Angie Monko - Sunday, June 19, 2011
Hello Friends,

June 19th is Father's Day, a day to celebrate our Dads, Pops, Fathers or whatever you
call the "father figure" in your life (I'll call this person Dad).  This day can bring up a lot of
emotions for many of us.  Perhaps you didn't have the best relationship with your Dad,
as I didn't.  Maybe your Dad was neglectful, emotionally unavailable or abusive to you,
your siblings or your Mom.  Or maybe you were fortunate enough to have a loving
connection with your Dad.  Maybe your Dad has passed on to another realm. 
Maybe you have never even met your Dad.  Whatever the case may be, your Dad has
played an important role in defining who you are today.

On June 9th of this year, my step dad passed away rather suddenly at the age of 72. 
He'd been diagnosed with cancer only three weeks earlier and had started taking
chemotherapy.  Unfortunately, his body wasn't strong enough to sustain the treatment. 
I would like to dedicate this newsletter to my step dad, Rich.  He meant the world to me.
He'd known me since I was born, and he and my Mom had been together for thirty years,
married for almost twenty-nine years.  Rich had been in my life consistently since I was
eleven years old. Rich had always been there for me. 

He provided my family with a beautiful home in the country, surrounded by trees. 
He'd  been so good to my Mom, which meant a lot to me, especially after my Mom
had been in such a difficult marriage to my Dad.  He'd take me, my Mom and older
brother on vacation to places like Tennessee, Arkansas, the Ozarks, Florida. 
He was truly a great man, and everyone loved his calm nature, sense of humor and
integrity. Rich was an even better Grandpa.  We'd go to my Mom and Rich's every
year for the last fifteen years for my daughter's birthday weekend in April and my
birthday weekend in September.  Rich would hitch a hay-filled wagon to the back
of a four-wheeler and drive the girls through paths in the woods.  

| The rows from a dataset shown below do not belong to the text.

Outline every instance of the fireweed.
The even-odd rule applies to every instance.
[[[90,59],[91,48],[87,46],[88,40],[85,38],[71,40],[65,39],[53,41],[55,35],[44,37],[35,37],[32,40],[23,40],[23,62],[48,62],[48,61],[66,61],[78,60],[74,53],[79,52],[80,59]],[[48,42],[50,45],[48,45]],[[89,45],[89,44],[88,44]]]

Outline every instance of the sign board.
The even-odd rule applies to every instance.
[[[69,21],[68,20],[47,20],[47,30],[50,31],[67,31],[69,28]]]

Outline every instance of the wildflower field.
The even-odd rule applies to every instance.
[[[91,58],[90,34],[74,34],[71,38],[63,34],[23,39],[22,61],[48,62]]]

He'd pretend the four-wheeler had stopped working and turn out all the lights. 
You could hear the girls' screams of delightful fright far off into the night.  He'd make
us bonfires, and we'd sit around the fire and make smores, while telling spooky stories.
One year when the girls were probably three and four, Rich sneaked into the room,
where we were celebrating a birthday, wearing a Halloween mask, and the girls
went berserk. Then during the winter after a nice snow, Rich would put a sled behind
the four-wheeler and again my two daughters and two nieces would pack tightly onto
the sled while Rich would run figure eights around trees and circle their big yard and
beyond. Rich always built people up and saw the best in them, like he did in my
husband, Steve. 

This meant so much to Steve since he didn't have many people to look beyond his
faults and see his true potential. We and so many others will miss Rich.  Here's to
a wonderful Dad, Grandpa, husband and friend in Rich Pike! No matter what your
current relationship is with your Dad, or even if he has passed on, if you harbor any
resentment toward him, I encourage you to let it go.  Forgive him for being imperfect.
He did the best he could given his belief system and upbringing. Forgive yourself for
needing his love and approval and know that your love comes from within. Many of us,
subconsciously, compare our view of Dad to what God must be like.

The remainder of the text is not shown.